Interest rates. Once again, interest rates drove the markets, but this time, the news was good. As expected, the Fed hiked the federal funds rate by 50 bps at its May meeting. But the markets started to pull back from expectations of future hikes, signaling that inflation was starting to peak. Long-term rates ended the month at about the same level after peaking in the middle of the month, and that stabilization helped support markets.
The economy. We also saw signs that the economy, though softer, was stabilizing in May.

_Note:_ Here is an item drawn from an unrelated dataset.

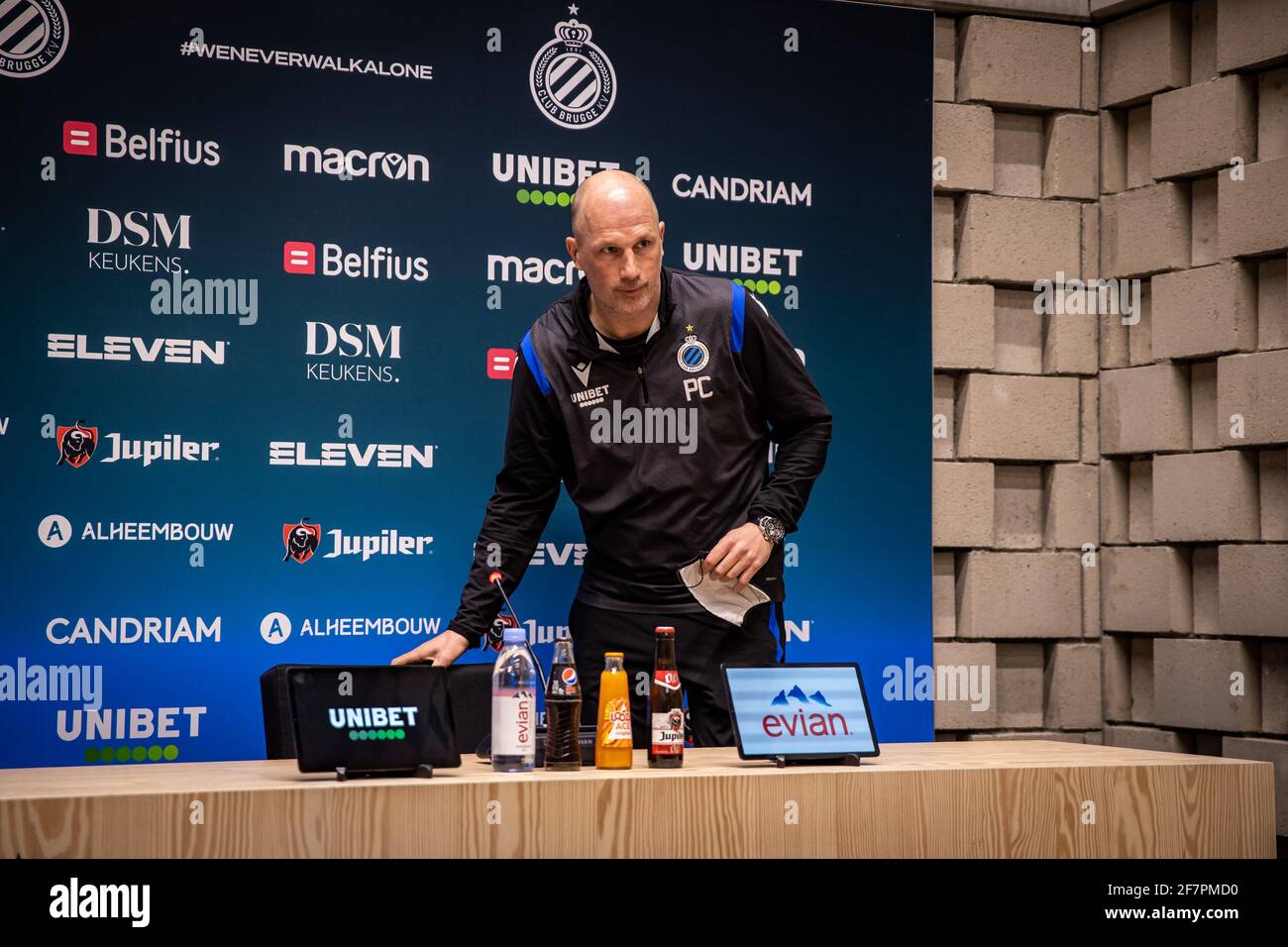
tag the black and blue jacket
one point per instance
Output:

All of the key metrics—job growth, consumer spending, and business investment—remained healthy. And while there were some signs of softening, especially in consumer confidence and housing, they did not appear to have affected the fundamentals.
Risks abroad. Finally, just as the inflation and economic worries pulled back, other worries started to moderate as well. The Ukraine war receded from the headlines as it turned from an immediate concern into a chronic one. Chinese Covid-19 shutdowns, and the risks to the supply chain, have not materialized and look like they will not. Across the board, the fears that drove the pullback at the start of the month have started to fade.
So looking back at May, we saw stabilization in the economy and markets, and, most importantly, in expectations. After seeing the markets react to rising worries at the start of the year, those worries started to moderate in May.